After the last line of execution, a was {1,2,3,4} and b is {1,3}. After some analysis, I understood the behavior.  I changed the above code as below.

/* In one of the source file */
unsigned char a[4];

/* In another source file */
extern unsigned char a[];

Here, there was no data type associated with the variable, it was  (array 'a') treated as 16-bit data as MCU was 16-bit and hence 0th byte and 2nd byte only copied from the source array.

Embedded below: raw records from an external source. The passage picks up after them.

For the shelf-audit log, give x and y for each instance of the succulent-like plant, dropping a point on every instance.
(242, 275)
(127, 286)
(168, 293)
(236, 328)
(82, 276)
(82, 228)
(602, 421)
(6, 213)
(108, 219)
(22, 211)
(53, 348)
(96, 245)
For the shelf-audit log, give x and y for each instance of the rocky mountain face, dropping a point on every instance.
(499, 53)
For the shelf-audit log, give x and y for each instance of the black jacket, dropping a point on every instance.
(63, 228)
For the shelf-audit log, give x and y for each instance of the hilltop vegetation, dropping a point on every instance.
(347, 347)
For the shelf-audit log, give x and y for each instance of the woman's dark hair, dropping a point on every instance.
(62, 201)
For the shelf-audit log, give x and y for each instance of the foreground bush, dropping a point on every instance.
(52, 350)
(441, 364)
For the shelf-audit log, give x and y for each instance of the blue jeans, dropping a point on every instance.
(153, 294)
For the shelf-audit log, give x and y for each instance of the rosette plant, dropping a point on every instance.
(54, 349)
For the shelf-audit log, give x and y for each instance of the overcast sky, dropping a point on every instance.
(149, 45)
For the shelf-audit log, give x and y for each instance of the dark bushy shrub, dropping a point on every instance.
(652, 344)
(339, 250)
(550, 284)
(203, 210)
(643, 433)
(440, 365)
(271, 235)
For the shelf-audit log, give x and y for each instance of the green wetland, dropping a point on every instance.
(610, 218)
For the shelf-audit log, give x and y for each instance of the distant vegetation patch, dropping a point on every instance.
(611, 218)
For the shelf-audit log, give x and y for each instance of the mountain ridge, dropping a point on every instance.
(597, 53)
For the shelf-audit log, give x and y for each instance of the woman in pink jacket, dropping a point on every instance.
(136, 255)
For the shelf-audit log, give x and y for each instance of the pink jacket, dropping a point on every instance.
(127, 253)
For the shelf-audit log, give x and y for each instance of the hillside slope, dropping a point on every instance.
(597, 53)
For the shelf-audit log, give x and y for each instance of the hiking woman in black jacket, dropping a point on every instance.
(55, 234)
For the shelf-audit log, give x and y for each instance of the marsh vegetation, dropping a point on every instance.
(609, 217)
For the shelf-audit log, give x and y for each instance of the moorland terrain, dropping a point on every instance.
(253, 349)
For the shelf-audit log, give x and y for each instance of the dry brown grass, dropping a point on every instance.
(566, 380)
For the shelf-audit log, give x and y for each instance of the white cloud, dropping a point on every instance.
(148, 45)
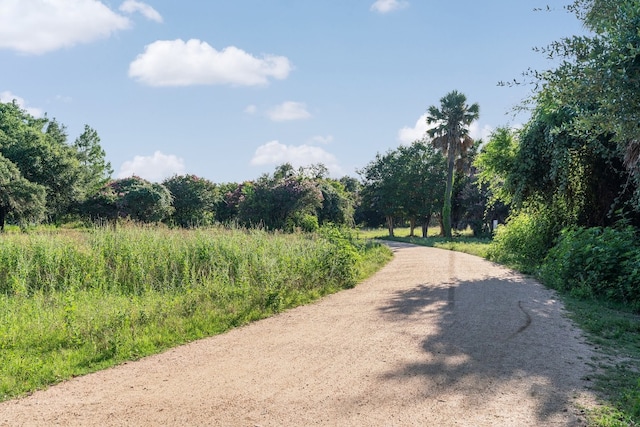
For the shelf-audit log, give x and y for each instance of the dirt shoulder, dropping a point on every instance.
(435, 338)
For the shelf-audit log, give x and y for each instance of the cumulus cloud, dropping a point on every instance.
(476, 132)
(39, 26)
(407, 134)
(195, 62)
(288, 111)
(275, 153)
(133, 6)
(386, 6)
(153, 168)
(7, 97)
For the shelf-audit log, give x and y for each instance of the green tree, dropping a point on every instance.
(382, 190)
(134, 198)
(21, 200)
(194, 200)
(405, 182)
(451, 135)
(337, 203)
(598, 78)
(422, 177)
(42, 157)
(281, 202)
(95, 170)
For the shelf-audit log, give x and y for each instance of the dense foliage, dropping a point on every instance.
(596, 263)
(451, 135)
(194, 200)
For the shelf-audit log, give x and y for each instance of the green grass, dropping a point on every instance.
(77, 301)
(615, 332)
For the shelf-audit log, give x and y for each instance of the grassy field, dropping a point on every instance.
(74, 302)
(461, 242)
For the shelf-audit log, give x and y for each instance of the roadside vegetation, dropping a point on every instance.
(78, 301)
(558, 199)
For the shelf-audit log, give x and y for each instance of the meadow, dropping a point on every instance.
(73, 302)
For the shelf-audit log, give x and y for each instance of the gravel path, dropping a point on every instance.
(436, 338)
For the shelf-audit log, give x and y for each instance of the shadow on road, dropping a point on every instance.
(483, 338)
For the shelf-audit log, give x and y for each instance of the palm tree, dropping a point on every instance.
(451, 135)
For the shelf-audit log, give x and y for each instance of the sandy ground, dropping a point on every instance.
(436, 338)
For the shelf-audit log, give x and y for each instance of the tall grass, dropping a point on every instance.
(75, 302)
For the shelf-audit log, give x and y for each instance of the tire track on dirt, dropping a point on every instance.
(420, 343)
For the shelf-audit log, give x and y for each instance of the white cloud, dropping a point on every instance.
(322, 140)
(386, 6)
(180, 63)
(476, 132)
(288, 111)
(153, 168)
(407, 135)
(39, 26)
(275, 153)
(7, 97)
(132, 6)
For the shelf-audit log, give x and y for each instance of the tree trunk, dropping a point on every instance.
(425, 226)
(446, 208)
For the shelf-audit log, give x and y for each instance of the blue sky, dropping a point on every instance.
(228, 89)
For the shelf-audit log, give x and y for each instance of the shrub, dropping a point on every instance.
(596, 262)
(525, 240)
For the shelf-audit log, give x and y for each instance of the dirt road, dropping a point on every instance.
(436, 338)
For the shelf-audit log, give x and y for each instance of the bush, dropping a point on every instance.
(525, 240)
(596, 263)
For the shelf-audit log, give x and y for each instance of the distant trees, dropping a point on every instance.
(194, 200)
(290, 199)
(39, 165)
(23, 200)
(406, 182)
(134, 198)
(451, 136)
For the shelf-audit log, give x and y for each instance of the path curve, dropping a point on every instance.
(436, 338)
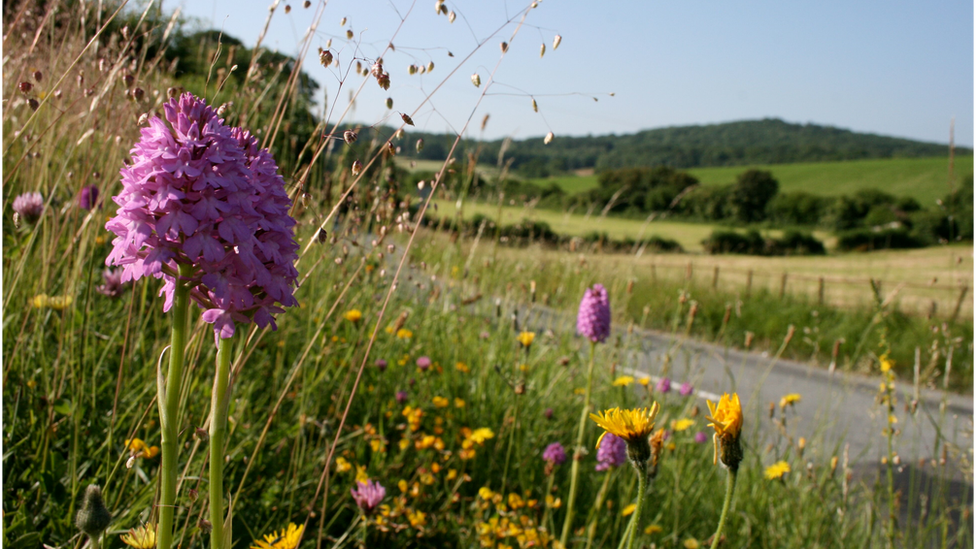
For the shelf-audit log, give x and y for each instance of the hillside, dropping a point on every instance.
(743, 143)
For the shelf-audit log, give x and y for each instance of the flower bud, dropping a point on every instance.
(93, 517)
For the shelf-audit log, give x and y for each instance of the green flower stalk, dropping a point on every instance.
(218, 429)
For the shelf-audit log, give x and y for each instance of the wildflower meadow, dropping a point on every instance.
(226, 324)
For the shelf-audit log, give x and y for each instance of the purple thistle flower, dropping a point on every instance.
(593, 319)
(664, 386)
(368, 495)
(202, 195)
(113, 286)
(611, 453)
(29, 206)
(554, 454)
(88, 197)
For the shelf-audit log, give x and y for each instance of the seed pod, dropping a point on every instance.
(93, 517)
(325, 57)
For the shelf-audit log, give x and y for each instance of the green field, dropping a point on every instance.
(689, 235)
(925, 179)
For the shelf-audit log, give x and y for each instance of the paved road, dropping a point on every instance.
(836, 408)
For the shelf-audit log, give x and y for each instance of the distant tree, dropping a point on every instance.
(752, 192)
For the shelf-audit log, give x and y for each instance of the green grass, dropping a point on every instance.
(689, 235)
(924, 179)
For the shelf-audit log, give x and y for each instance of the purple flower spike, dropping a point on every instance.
(368, 495)
(554, 454)
(612, 452)
(664, 386)
(88, 197)
(201, 195)
(29, 207)
(593, 319)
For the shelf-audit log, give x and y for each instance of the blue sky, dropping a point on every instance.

Same kind of thing happened to me in different way.
There was a 2D array of around 20 indexes and each of 25 bytes, in other module.

const char twodarray[21][25];

I referred this 2D array as extern.

extern const char twodarray[][25];

I was copying the data in my module's init function to my local array like

U8 localArray[25];
strcpy( localArray, twodarray[3] );

It was working fine for few days. But after some time, when we tested, only 4 bytes of data being copied to the destination array. I was wondering and took few hours of time to root cause.

The main definition of the array got changed to

const char twodarray[21][30];

As it was externed as 25 bytes of array, for the strcpy function, array was behaving like twodarray[21][25] only, even though it’s original declaration having 30. When I changed to

extern const char twodarray[][30], it worked fine.

The reasons for this, i think, irrespective of the dimension of the array, all are contiguous memory. Due to this, expected chunk of data was not referenced.

Really I was happy when I could root cause these kind of issues.